High alcohol consumption rates occurring within the context of high HIV prevalence pose a significant public health challenge in South Africa. In their design of the current study, the authors set out to answer three questions regarding these coexisting health challenges: "(a) Are problem drinkers more likely to have multiple concurrent partners than those who are not? (b) Are condoms applied less effectively and less consistently by problem drinkers compared to those who are not? (c) Are the female sexual partners of problem drinkers different from those who are not?"
In two peri-urban settings on the outskirts of Cape Town, the researchers conducted two cross-sectional HIV bio-behavioral surveillance surveys using Respondent-Driven Sampling. The recruited participants were 848 men ages 25 to 55 who had multiple concurrent female sex partners. Men who scored three or higher on the CAGE questionnaire were classified as problem drinkers. Significant associations between outcome variables and problem drinking were assessed using multivariate logistic regression models.

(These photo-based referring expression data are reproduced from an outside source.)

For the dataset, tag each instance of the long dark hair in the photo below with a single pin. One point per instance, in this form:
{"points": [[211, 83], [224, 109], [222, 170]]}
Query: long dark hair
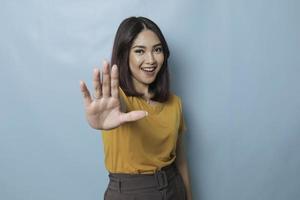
{"points": [[126, 33]]}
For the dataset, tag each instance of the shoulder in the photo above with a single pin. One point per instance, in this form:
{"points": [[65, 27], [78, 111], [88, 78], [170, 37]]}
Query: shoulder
{"points": [[175, 100]]}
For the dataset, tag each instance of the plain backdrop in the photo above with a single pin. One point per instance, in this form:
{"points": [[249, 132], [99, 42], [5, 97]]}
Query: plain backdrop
{"points": [[235, 64]]}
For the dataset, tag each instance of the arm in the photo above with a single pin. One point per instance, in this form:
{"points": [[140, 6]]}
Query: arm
{"points": [[182, 166]]}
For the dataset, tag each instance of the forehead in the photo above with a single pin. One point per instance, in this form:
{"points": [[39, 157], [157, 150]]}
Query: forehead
{"points": [[146, 38]]}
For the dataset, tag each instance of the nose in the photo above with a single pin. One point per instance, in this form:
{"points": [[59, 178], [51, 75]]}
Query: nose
{"points": [[150, 59]]}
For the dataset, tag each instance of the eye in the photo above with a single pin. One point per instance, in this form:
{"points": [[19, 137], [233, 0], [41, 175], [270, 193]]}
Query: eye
{"points": [[158, 49], [139, 51]]}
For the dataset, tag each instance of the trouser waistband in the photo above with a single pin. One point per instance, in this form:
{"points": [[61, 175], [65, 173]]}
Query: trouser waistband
{"points": [[130, 182]]}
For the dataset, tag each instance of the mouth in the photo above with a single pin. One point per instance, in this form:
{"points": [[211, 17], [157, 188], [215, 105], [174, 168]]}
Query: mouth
{"points": [[148, 69]]}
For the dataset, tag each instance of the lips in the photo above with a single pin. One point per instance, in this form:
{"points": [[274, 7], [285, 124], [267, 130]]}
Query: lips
{"points": [[148, 69]]}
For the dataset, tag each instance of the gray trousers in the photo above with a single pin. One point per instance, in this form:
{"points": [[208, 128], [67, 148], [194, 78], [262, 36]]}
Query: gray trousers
{"points": [[165, 184]]}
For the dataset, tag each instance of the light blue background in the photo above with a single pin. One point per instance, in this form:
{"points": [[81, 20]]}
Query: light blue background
{"points": [[235, 64]]}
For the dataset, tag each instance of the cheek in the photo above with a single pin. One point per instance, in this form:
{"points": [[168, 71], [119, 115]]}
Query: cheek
{"points": [[135, 62]]}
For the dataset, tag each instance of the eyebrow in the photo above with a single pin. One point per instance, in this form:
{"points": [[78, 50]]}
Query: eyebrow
{"points": [[143, 47]]}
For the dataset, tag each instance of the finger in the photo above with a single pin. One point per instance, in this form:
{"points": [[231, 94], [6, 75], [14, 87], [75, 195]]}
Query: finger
{"points": [[114, 82], [86, 94], [106, 80], [133, 116], [97, 83]]}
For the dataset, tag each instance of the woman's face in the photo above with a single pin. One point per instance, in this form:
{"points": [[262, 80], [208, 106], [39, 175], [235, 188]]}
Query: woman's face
{"points": [[145, 57]]}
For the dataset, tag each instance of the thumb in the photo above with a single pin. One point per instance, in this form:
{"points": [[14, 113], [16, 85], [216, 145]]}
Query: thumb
{"points": [[133, 116]]}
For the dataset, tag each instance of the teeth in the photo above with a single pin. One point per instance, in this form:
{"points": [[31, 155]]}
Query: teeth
{"points": [[148, 69]]}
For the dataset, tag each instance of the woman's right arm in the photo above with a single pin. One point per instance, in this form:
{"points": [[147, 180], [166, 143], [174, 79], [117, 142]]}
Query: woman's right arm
{"points": [[103, 112]]}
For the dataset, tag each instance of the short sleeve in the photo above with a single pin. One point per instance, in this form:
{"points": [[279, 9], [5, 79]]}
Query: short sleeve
{"points": [[182, 126]]}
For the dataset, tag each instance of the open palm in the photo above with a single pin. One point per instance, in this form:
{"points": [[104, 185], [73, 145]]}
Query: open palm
{"points": [[103, 112]]}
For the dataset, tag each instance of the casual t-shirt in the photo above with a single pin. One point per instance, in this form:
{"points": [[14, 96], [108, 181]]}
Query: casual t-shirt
{"points": [[146, 145]]}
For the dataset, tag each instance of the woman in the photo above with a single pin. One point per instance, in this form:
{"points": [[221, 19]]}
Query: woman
{"points": [[141, 120]]}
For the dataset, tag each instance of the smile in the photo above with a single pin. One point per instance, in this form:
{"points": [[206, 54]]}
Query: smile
{"points": [[148, 69]]}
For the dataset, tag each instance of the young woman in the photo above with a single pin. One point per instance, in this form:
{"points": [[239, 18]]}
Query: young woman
{"points": [[141, 120]]}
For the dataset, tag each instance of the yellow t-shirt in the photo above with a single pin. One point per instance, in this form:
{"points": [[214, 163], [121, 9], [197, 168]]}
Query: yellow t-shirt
{"points": [[146, 145]]}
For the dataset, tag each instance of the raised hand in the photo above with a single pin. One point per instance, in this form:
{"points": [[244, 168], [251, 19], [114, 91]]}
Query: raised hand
{"points": [[103, 112]]}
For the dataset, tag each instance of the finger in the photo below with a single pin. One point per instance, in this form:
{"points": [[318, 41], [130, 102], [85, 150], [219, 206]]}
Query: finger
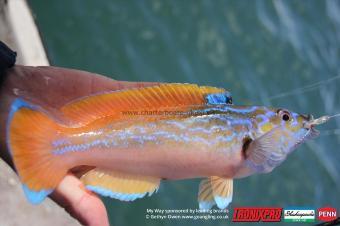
{"points": [[80, 203], [54, 87]]}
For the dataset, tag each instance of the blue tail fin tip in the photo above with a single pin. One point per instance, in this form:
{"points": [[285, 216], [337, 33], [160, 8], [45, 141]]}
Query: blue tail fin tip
{"points": [[20, 103], [16, 105], [36, 197]]}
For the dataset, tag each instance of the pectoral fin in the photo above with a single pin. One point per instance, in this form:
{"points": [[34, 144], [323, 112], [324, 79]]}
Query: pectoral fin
{"points": [[122, 186], [205, 195], [267, 151], [215, 190]]}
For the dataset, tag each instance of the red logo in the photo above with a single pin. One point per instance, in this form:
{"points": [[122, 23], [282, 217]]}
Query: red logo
{"points": [[327, 214], [256, 214]]}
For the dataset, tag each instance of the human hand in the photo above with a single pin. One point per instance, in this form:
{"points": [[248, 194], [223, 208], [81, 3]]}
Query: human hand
{"points": [[51, 88]]}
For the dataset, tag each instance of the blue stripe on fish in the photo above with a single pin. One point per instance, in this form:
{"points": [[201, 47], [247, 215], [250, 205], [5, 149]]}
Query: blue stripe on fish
{"points": [[36, 197], [116, 195], [218, 98]]}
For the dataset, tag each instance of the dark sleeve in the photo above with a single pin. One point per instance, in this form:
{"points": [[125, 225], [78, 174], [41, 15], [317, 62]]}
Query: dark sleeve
{"points": [[7, 59]]}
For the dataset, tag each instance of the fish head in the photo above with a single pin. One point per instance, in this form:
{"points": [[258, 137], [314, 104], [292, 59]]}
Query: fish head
{"points": [[276, 133], [289, 129]]}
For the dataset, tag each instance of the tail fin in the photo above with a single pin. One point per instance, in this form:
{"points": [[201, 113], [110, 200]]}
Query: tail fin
{"points": [[29, 138]]}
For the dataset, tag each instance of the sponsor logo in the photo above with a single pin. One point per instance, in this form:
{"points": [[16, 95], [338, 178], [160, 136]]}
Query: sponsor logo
{"points": [[299, 214], [256, 214], [327, 213]]}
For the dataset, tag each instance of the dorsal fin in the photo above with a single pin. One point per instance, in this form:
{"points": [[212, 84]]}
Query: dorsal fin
{"points": [[97, 106]]}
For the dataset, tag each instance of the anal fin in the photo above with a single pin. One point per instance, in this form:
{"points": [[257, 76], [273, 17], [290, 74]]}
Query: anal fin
{"points": [[122, 186], [215, 190]]}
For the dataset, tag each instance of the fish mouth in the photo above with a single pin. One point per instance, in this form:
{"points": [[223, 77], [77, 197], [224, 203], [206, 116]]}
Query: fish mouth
{"points": [[312, 133]]}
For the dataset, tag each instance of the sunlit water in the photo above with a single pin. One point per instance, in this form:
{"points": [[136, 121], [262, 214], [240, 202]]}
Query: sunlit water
{"points": [[256, 49]]}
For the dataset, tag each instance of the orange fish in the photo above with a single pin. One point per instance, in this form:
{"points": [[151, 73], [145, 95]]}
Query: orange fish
{"points": [[134, 138]]}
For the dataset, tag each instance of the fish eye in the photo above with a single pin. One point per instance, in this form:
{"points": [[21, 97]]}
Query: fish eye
{"points": [[285, 115]]}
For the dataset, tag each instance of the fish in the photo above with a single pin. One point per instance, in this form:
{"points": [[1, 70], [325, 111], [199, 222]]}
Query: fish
{"points": [[133, 139]]}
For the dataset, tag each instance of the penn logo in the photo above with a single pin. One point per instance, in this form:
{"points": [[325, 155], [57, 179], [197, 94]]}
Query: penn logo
{"points": [[327, 213]]}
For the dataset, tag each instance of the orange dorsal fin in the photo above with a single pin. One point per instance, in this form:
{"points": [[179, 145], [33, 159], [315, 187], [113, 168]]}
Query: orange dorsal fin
{"points": [[90, 108]]}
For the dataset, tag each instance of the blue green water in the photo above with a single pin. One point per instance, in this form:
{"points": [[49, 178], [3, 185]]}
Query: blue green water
{"points": [[255, 49]]}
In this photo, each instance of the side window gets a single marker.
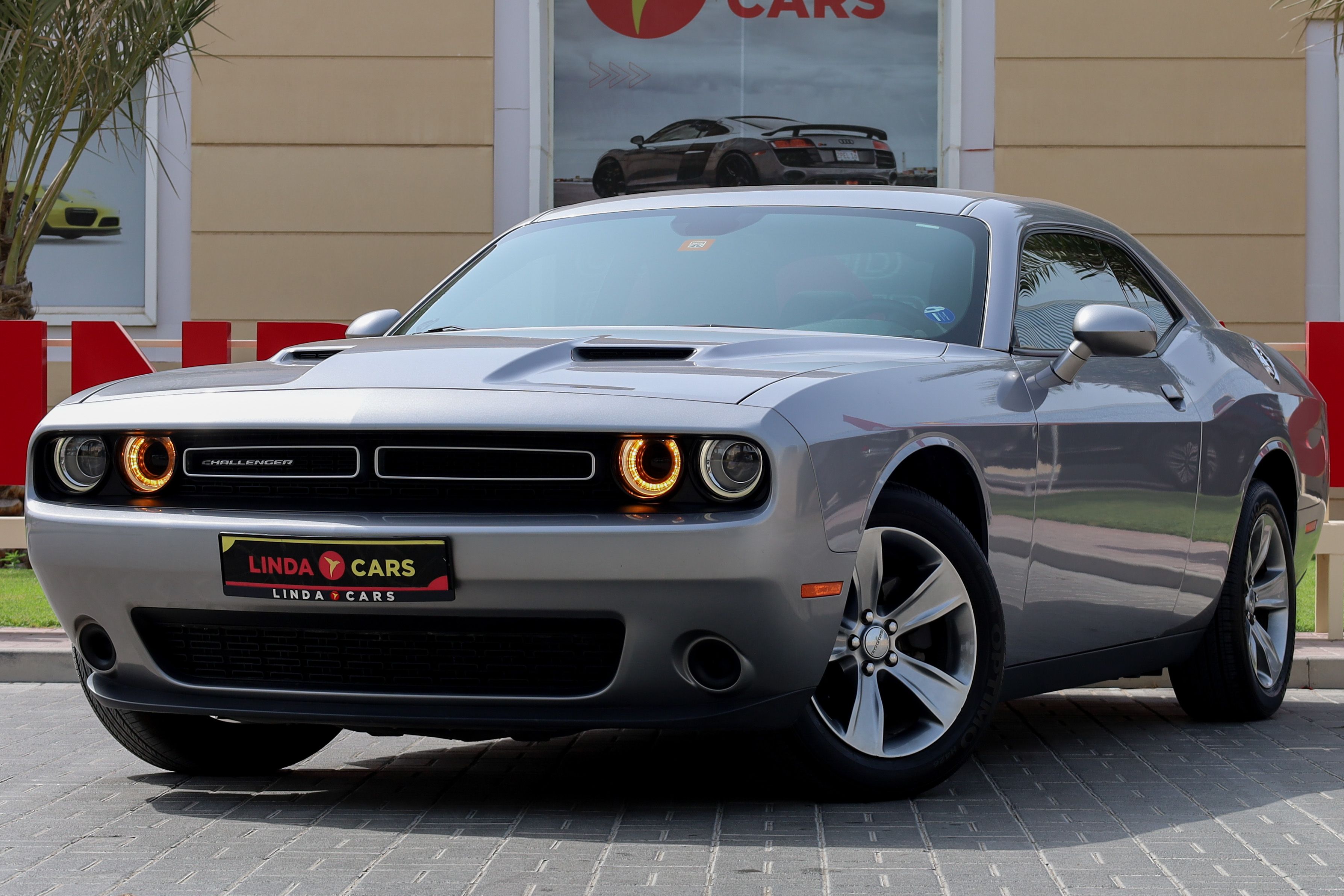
(681, 131)
(1058, 276)
(1139, 289)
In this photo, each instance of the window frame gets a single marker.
(1179, 316)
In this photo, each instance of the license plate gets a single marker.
(336, 570)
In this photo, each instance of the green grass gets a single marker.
(1307, 599)
(22, 602)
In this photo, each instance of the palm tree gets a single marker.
(1318, 11)
(68, 74)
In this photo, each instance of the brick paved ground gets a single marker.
(1075, 793)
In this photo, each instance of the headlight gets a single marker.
(147, 461)
(649, 468)
(730, 468)
(81, 461)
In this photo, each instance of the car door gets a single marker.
(667, 148)
(1117, 461)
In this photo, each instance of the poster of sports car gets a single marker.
(670, 94)
(92, 252)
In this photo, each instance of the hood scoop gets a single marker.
(632, 353)
(310, 355)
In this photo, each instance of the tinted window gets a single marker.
(681, 131)
(1139, 289)
(840, 271)
(1059, 274)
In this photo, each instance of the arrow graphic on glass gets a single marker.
(613, 74)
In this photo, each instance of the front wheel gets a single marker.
(1240, 671)
(205, 745)
(917, 664)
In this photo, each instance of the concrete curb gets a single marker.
(35, 655)
(44, 656)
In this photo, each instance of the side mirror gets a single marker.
(373, 323)
(1106, 331)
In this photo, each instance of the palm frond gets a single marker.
(1308, 11)
(69, 72)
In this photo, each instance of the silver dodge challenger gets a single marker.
(849, 463)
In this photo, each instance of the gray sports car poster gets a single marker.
(722, 93)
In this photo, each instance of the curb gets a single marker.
(35, 656)
(42, 656)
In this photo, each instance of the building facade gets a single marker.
(336, 156)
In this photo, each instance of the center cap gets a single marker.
(877, 643)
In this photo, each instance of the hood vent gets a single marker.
(634, 353)
(310, 355)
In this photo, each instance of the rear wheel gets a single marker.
(205, 745)
(1240, 671)
(737, 170)
(919, 659)
(609, 180)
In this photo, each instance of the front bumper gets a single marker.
(669, 580)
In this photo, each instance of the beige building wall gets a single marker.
(1183, 121)
(342, 155)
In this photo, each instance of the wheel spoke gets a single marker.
(1272, 594)
(842, 645)
(867, 719)
(935, 688)
(1267, 644)
(1260, 547)
(867, 573)
(936, 597)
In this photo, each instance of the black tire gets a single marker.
(737, 170)
(609, 179)
(205, 745)
(847, 770)
(1221, 681)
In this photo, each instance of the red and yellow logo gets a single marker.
(331, 565)
(646, 19)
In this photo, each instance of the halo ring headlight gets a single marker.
(148, 463)
(81, 461)
(730, 468)
(649, 468)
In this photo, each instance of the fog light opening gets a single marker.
(96, 648)
(714, 664)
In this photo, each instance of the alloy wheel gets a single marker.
(902, 664)
(1267, 601)
(737, 171)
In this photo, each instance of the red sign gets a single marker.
(646, 19)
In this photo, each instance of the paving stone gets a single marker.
(1084, 792)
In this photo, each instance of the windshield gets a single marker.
(843, 271)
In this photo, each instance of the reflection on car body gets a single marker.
(858, 463)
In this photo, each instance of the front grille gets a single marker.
(483, 464)
(396, 472)
(480, 656)
(280, 461)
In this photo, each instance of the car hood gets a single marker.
(723, 365)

Among the men, 58 percent were rated as problem drinkers. In comparison to other participants, the problem drinkers were significantly more likely to report:
- having any STD symptom
- non-use of condoms due to drinking
- inconsistent use of condoms with all partner types
- having had a "once-off" sexual relationship, and that their most recent such partner was unemployed
- that they met their most recent partner at a venue where alcohol is served.
"Alcohol may fuel once-off sexual encounters, often characterized by transactional sex and women's limited authority to negotiate sex and condom use; factors that can facilitate transmission of HIV," the authors concluded. "HIV prevention interventions specifically targeting drinkers, the contexts in which problem drinking occurs, and multiple sexual partnering are urgently needed."